Dark side of desire
THIS handsome British period drama, starring Rachel Weisz as a woman on the edge of a nervous breakdown, is not to be confused with the 1999 Renny Harlin creature feature of the same name, in which a group of scientists become bait for the super- sharks they have engineered.
But it does pump significantly more blood than your average Terence Davies movie.
The English director is best known for beautifully composed, slightly nostalgic offerings such as Distant Voices, Still Lives, the second film in his autobiographical trilogy.
But his latest work, an adaptation of the Terence Rattigan play about a woman who leaves her aristocratic husband for an affair with dashing World War II pilot Freddie, explores the potentially self- destructive nature of desire.
A 1955 film version starred Vivien Leigh and Kenneth Moore in the lead roles. Weisz’s Hester Collyer – minister’s daughter, judge’s wife – is powerless in the face of her physical obsession for her increasingly distant lover.
In the opening sequence she writes him a note before lying down in front of an open gas vent. So abject is her plight, Hester can’t even get suicide right. A neighbour smells gas and alerts the landlady, whose brusque manner conceals a heart of gold.

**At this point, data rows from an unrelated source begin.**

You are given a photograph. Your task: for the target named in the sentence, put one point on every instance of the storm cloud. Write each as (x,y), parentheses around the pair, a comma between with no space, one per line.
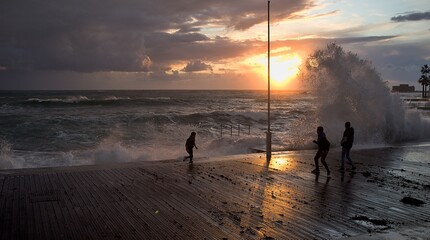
(129,36)
(196,66)
(412,17)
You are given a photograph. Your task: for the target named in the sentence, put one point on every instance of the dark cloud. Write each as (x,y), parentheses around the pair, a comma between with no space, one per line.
(111,35)
(412,17)
(197,66)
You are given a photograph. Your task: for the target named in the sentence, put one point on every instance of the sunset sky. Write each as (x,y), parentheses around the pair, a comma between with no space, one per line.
(201,44)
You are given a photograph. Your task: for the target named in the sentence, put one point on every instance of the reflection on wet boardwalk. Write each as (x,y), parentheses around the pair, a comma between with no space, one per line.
(237,198)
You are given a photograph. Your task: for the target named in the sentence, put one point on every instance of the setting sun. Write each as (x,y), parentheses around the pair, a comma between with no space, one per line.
(282,68)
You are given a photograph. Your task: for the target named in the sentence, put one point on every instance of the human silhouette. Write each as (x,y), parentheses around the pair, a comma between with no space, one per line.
(189,145)
(323,148)
(346,143)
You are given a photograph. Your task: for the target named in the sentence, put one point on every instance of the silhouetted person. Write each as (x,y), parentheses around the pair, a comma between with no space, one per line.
(189,145)
(323,148)
(346,143)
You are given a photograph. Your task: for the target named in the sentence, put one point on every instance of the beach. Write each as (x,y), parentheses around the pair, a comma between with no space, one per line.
(230,197)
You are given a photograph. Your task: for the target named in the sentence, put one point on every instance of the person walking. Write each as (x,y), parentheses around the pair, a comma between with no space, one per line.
(346,143)
(323,148)
(189,145)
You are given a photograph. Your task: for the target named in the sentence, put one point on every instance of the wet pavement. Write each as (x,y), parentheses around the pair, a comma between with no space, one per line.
(234,197)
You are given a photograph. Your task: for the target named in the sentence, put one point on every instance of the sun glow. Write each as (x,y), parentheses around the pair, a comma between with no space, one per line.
(283,68)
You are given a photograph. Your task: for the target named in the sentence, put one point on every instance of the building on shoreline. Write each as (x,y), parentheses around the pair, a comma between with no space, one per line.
(403,88)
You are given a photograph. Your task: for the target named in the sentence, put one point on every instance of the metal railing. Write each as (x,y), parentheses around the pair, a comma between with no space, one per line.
(236,129)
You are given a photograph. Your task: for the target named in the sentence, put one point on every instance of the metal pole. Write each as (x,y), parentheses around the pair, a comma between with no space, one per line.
(268,134)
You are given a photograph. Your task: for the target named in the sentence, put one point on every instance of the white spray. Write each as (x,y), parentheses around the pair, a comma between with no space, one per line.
(348,88)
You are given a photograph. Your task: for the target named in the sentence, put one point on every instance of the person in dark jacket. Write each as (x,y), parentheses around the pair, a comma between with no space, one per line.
(346,143)
(189,145)
(323,148)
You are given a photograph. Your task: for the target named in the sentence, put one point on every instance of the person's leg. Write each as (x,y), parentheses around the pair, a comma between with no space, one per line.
(349,158)
(342,160)
(191,155)
(317,156)
(323,156)
(188,151)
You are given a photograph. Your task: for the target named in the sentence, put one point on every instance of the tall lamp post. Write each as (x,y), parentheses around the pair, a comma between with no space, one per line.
(268,133)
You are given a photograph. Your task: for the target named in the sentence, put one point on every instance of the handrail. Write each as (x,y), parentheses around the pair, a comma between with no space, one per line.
(238,128)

When Freddie ( Tom Hiddleston) comes home and realises what Hester has tried to do, he is furious.
Through flashbacks, Davies reveals what has brought his tragic protagonist to this point: her brave or foolhardy decision to leave her fatherfigure husband, a kindly but cerebral and rather spineless creature, for a man with no money and little sense of commitment.
How much of Freddie’s behaviour can be attributed to his experiences as a war pilot and how much is simply innate is a moot point.
The director’s restraint leaves room for us to reflect on Hester’s choices. Weisz, too, holds back in all the right places. It’s a multi- layered performance that stays remarkably faithful to the era in which it is set.